The film’s special effects are fantastic. Many Japanese Monster movies, in particular Godzilla do involve a lot of work with miniatures and maybe some close ups for detail. Gamera on the other hand, it’s like the producers have really tried to stand up to Godzilla, to rival it and used mainly the real thing. There are several scenes in this film involving close-ups of army tanks moving across the landscapes, and they are real tanks too. How they did the shots is one question, but the effect works. When you use something real, it looks far better than trying to make something real with CGI. You can’t beat the real thing. Most of the vehicles used in this film for certain shots are the real thing, and it looks Fantastic. Scenes including the opening scene with the ships, the scene with the tanks amassing to attack Gamera, the Missile loading scene, scene involving helicopters with their lights on the Gyaos, It is very tempting to stick the film on just to watch those scenes again and when music is added, Its Fantastic. The only time that military equipment is not real is when missiles are fired and these scenes make great use of early but still magnificent CGI.


The Monsters are magnificent. Compared to the effects used for the monsters when Gamera first appeared in the 1960’s, you could easily tell it was a suit and looked poor. The suits used in this film look real, as if a Giant Turtle was used to shoot those scenes. The Monster attack scenes on cities look terrific, and the fight scenes look intense and realistic. It is hard to really say how great the effects are without showing you. Not only did this film rival Godzilla in a story sense, but also a special effects sense, when you look at the Gamera scenes where he is either rampaging through a city or in a fight with Gyaos, it’s magnificent.  To me the effects beat those of several other monster films I can name including some Godzilla films. It’s not too much of an overstatement for me to say that the special effects used in this film, are some of the best I have seen in the whole of cinema, and some of the most realistic too.
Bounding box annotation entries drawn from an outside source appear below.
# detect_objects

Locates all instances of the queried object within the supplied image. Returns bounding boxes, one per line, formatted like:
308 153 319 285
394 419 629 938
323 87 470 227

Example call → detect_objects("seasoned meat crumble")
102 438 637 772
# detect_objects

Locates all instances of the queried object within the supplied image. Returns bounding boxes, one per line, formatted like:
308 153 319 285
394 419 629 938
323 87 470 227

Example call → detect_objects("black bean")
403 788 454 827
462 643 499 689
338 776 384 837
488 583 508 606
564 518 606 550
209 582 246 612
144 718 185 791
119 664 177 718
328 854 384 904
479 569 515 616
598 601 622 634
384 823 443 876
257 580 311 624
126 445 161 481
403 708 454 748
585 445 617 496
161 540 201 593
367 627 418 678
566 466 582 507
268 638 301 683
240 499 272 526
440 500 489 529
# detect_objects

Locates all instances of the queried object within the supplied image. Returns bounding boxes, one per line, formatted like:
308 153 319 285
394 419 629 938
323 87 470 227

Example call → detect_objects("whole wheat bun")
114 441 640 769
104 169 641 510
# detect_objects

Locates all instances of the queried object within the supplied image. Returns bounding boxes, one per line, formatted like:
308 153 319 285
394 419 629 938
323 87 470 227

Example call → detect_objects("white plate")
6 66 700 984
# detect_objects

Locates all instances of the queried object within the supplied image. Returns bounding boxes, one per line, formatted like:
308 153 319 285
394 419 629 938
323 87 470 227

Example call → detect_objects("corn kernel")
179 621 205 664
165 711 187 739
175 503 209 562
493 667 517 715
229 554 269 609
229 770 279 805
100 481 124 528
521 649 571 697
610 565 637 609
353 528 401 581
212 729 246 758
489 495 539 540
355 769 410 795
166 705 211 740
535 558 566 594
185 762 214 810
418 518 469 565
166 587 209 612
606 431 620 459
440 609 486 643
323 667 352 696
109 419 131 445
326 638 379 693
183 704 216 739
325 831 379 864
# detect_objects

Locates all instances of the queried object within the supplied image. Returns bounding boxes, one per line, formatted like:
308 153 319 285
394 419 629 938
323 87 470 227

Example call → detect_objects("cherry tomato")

The film’s soundtrack (provided by Kow Otani)  is incredible; there is almost a piece of music for each scene. The opening scene has large parts where they help show the size of a scene, and possibly importance, while on the other hand there are great mystical sounds for the parts talking about the origins of the creatures depicted in the film. Some of my favourite pieces though are the military scenes as stated above. Scenes like when the tanks are amassing to attack Gamera or one scene where Gyaos is flying and the piece works well with the seriousness of the situation but adds tension. Gamera’s theme is good also as it depicts him not like a hero as such but as someone coming to save the day and so when he arrives or leaves the scene it sounds incredible. One thing of note to point out about the soundtrack is the sometimes apparent use of native Japanese instruments for some scenes, while the film does also use non-native equipment in its soundtrack; the use of them adds to the film culturally and also adds to the mystical properties of the films story too.


On the whole, as you may be able to see, this film is incredible. Great Cast, Brilliant Story, Amazing Special Effects, Wonderful Music and Amazing Directing from Shusuke Kaneko to bring all this together and create one of the absolute Best Monster Movies to date. While I could go on some more, I don’t want to ruin it for everyone else. While this film may not be able to compete with some Godzilla films, I can think of some that this film easily beats. Whatever tastes in film you fancy there is something in this film for everyone, I guarantee it.  Godzilla finally had a rival, and what a rival he was.

GENEPOOL (To think that if this film did not happen or was not to achieve the success it gained, we wouldn’t have Gamera 3).